I Nengah Sumendra, S.Ag, M.Fil.H |
Om Dyauh santir antariksam santih,
Prthivi santir apah santir,
Osadhayah santih vanaspatayah santir,
Visve devah santir brahma santih,
Sarvam santih santir eva santih,
Sa ma santir edhi”.
Terjemahannya.
Ya Tuhan Yang Maha Kuasa, anugrahkanlah kedamaian di langit, damai di
angkasa, damai di bumi, damai di air, damai pada tumbuh-tumbuhan, damai pada
pepohonan, damai bagi para dewata,
damailah Brahma, damailah alam
semesta. Semogalah kedamaian senantiasa datang pada kami”(Yayur Veda, XXXVI.17).

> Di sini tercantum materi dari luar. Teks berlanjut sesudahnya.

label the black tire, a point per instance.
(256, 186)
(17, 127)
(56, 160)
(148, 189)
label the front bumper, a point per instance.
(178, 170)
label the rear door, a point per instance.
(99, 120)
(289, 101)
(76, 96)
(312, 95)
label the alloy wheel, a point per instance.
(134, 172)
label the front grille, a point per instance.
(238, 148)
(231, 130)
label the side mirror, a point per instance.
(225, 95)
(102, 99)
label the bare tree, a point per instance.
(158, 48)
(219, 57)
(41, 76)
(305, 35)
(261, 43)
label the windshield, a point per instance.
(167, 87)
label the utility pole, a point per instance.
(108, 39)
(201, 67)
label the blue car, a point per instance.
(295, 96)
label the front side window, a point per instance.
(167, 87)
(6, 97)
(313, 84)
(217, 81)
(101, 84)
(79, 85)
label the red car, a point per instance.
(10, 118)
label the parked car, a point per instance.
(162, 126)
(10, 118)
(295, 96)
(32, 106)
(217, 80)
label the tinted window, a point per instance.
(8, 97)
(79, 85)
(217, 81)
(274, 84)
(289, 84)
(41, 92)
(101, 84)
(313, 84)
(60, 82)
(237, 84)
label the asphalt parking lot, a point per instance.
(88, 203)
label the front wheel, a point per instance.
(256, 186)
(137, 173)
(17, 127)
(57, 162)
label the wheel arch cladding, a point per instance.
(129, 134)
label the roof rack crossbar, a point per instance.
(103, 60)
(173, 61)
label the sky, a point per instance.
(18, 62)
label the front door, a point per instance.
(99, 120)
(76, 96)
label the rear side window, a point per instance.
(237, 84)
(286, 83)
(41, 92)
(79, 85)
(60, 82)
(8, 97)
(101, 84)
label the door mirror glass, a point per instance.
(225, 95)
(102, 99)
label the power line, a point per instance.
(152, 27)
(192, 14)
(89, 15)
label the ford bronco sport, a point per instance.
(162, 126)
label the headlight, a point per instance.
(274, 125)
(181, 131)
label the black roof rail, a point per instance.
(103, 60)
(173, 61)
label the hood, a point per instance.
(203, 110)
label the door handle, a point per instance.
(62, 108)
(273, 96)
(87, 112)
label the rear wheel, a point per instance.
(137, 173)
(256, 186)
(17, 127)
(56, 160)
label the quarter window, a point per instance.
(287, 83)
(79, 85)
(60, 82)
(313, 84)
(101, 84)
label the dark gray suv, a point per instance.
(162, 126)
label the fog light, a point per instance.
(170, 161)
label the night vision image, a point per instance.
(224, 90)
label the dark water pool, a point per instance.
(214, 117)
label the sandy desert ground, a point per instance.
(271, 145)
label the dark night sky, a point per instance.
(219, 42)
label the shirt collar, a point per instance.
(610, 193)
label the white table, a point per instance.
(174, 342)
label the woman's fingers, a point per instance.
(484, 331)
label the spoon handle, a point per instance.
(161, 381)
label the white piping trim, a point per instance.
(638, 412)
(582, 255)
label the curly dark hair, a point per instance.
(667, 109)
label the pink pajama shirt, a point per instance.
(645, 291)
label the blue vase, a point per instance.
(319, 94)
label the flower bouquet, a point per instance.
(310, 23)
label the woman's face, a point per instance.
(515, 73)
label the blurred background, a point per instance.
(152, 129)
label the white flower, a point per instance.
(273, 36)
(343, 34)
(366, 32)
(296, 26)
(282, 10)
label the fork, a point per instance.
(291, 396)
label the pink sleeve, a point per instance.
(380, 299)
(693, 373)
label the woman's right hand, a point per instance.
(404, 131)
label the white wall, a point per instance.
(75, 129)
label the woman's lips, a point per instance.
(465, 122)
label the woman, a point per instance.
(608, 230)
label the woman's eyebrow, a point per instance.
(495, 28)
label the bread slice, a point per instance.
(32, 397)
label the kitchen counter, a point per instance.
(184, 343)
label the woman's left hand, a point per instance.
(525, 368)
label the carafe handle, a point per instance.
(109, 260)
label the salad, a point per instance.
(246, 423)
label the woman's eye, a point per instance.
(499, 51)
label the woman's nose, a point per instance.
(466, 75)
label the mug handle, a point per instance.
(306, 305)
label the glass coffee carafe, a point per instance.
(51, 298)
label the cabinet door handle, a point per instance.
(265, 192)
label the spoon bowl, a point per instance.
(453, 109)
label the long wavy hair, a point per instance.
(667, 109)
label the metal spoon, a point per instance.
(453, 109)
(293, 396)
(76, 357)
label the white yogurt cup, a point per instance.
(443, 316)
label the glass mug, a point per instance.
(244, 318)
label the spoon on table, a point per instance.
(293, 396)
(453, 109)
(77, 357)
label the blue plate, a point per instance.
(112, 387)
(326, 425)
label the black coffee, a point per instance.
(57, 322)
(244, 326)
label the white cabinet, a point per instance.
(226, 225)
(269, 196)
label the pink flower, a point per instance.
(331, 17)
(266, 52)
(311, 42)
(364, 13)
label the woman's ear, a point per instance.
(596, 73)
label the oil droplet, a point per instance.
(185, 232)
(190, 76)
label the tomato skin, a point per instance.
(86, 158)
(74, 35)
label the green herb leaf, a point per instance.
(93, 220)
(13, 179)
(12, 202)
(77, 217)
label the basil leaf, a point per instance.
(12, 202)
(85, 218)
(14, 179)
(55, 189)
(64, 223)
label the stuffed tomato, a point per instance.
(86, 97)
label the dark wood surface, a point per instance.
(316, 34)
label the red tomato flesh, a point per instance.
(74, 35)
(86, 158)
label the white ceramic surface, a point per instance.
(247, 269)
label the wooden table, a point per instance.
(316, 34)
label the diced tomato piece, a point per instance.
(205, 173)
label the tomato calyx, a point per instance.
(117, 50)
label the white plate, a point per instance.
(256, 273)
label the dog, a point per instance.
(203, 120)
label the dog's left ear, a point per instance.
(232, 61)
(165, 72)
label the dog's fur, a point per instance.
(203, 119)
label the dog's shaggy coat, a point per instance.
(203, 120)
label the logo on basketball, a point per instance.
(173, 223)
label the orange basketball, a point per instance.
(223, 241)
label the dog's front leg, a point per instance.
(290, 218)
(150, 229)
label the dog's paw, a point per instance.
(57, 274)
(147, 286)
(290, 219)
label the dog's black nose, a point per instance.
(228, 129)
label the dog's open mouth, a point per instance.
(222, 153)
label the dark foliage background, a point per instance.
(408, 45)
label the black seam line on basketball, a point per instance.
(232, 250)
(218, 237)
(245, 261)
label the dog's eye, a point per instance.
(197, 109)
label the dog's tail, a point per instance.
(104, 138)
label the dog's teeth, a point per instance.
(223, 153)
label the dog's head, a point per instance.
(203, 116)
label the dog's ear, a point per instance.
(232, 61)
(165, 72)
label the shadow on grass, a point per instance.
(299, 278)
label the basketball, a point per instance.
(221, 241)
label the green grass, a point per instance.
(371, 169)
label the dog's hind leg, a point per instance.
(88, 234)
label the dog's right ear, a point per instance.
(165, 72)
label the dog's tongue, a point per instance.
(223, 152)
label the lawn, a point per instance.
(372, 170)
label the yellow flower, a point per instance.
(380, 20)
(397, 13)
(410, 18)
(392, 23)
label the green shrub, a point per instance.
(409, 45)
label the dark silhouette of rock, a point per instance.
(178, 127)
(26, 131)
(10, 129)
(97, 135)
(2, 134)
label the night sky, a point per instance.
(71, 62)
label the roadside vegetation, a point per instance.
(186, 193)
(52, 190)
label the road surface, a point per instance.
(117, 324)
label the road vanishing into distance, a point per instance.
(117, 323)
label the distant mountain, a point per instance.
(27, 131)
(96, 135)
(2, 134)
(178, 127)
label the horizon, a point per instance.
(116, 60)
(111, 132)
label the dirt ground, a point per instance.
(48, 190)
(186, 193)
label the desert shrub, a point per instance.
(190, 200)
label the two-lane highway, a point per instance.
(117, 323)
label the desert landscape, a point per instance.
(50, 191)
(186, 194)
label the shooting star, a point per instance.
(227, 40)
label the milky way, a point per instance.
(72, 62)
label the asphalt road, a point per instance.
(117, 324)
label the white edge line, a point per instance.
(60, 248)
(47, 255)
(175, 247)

Merujuk mantra kitab Yayur Veda di atas, secara sederhana dapat dijelaskan bahwa secara
vertikal maupun horizontal umat manusia sebenarnya merindukan sebuah
keseimbangan atau keharmonisan dalam hidup ini, dengan memohon sebuah anugrah
kedamaian kehadapan Ida Sang Hyang Widhi Wasa. Bahkan anugrah itu dimohonkan
bukan saja untuk diri manusia itu tetapi kepada seluruh sekalian alam semesta.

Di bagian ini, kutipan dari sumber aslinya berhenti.